Direito PenalCrimes contra o patrimônio
Código
qq271101
Banca
IBADE
Órgão
PC-AC
Ano
2017
Nível
Superior
Cargo
Delegado de Polícia Civil
Apropriar-se de coisa que está em sua detenção - embora vigiada -, com dolo de assenhoramento surgido posteriormente ao recebimento da coisa e valendo-se de concurso de pessoas na execução da conduta, configura crime de:
  1. Afurto qualificado.
  2. Bapropriação indébita.
  3. Capropriação indébita qualificada.
  4. Dfurto.
  5. Eestelionato.
Revelar gabarito e comentário

GabaritoA — furto qualificado.

Comentário gerado por IA. É um apoio ao estudo, ancorado em fontes, mas pode conter imprecisões — confira sempre na fonte oficial (lei, súmula, edital e gabarito da banca).
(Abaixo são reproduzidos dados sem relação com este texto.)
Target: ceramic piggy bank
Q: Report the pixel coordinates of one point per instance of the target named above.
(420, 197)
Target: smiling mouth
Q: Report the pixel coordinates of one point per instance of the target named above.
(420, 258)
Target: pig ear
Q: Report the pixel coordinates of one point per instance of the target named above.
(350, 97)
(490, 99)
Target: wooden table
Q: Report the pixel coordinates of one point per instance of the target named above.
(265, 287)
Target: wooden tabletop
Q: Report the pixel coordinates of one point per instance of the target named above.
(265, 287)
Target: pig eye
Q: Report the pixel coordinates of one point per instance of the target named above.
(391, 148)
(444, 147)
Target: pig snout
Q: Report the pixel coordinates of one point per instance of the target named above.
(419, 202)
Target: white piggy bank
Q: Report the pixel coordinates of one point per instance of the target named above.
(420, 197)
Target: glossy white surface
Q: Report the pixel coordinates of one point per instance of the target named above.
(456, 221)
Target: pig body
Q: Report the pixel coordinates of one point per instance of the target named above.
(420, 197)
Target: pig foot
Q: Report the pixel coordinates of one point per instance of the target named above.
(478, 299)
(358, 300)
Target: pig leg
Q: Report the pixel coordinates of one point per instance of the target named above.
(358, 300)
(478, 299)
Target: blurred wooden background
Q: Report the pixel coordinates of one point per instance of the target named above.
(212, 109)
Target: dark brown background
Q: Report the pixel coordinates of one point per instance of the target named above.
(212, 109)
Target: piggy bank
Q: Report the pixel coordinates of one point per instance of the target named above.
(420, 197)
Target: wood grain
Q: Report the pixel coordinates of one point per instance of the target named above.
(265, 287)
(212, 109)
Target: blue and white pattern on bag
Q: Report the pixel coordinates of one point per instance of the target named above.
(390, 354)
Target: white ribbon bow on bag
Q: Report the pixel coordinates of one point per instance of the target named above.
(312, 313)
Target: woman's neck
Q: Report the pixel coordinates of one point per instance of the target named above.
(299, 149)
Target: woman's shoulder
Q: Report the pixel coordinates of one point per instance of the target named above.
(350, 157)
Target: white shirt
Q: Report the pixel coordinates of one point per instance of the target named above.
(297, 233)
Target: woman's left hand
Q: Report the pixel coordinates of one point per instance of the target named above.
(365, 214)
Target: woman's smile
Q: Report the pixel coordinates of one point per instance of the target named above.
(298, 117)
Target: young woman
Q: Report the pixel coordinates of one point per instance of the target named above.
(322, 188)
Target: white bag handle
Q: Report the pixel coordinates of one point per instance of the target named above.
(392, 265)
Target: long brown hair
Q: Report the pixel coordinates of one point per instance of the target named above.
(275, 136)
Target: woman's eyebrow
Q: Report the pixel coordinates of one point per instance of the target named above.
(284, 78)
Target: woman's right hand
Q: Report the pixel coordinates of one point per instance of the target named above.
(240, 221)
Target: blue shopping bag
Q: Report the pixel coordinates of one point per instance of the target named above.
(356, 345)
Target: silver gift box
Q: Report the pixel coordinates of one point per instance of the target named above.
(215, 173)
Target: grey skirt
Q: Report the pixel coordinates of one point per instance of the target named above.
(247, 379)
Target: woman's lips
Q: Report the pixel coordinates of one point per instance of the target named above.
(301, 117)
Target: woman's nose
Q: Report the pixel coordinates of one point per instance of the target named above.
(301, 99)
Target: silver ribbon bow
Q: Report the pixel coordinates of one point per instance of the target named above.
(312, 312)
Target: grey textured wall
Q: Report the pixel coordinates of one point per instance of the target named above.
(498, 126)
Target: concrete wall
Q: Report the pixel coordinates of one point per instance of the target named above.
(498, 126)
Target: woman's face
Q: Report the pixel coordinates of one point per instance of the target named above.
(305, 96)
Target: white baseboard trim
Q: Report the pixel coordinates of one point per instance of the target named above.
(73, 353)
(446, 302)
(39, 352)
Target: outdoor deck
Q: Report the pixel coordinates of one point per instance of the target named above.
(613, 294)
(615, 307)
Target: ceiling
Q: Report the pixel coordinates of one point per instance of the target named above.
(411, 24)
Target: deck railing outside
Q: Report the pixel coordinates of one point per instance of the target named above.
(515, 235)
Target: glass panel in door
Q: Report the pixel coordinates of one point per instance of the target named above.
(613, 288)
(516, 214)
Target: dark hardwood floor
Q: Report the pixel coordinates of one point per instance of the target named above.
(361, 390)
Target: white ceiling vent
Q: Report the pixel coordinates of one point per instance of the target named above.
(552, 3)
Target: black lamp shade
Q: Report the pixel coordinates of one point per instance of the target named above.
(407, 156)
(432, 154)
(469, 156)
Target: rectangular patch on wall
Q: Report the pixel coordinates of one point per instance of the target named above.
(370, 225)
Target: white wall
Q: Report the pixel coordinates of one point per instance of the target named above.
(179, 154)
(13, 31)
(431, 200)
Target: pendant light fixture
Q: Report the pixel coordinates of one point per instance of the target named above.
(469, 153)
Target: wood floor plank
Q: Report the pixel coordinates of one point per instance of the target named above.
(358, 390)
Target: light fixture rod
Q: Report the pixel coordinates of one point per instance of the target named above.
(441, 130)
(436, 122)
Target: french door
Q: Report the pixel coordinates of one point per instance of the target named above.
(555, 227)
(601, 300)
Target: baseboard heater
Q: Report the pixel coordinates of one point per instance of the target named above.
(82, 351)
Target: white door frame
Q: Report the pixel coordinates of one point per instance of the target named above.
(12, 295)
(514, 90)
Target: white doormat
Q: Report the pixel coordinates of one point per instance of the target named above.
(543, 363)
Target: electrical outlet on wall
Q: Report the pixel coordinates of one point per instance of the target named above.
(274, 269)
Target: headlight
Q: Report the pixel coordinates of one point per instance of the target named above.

Encontrou um erro? Use “Reportar”.

Crimes contra o patrimônio: furto qualificado x apropriação indébita

Gabarito: letra A. A conduta descrita — apropriar-se de coisa em sua detenção, mas sob vigilância, com dolo posterior e concurso de pessoas — configura furto qualificado, não apropriação indébita. A vigilância retira a disponibilidade plena da coisa, e o concurso de agentes é qualificadora do furto (CP, art. 155, §4º, IV), ausente no art. 168.

A chave da questão está na interpretação da "detenção" sob vigilância: o agente não tem posse desembaraçada; precisa superar a vigilância para se assenhorar da coisa, o que caracteriza subtração. O concurso de duas ou mais pessoas eleva o crime à forma qualificada do furto.

Elemento / Característica

Furto Qualificado (art. 155, §4º, IV)

Apropriação Indébita (art. 168)

Apropriação Indébita Qualificada (art. 168, §1º)

Furto Simples (art. 155, caput)

Estelionato (art. 171)

Relação inicial com a coisa

Detenção sob vigilância (sem posse desembaraçada)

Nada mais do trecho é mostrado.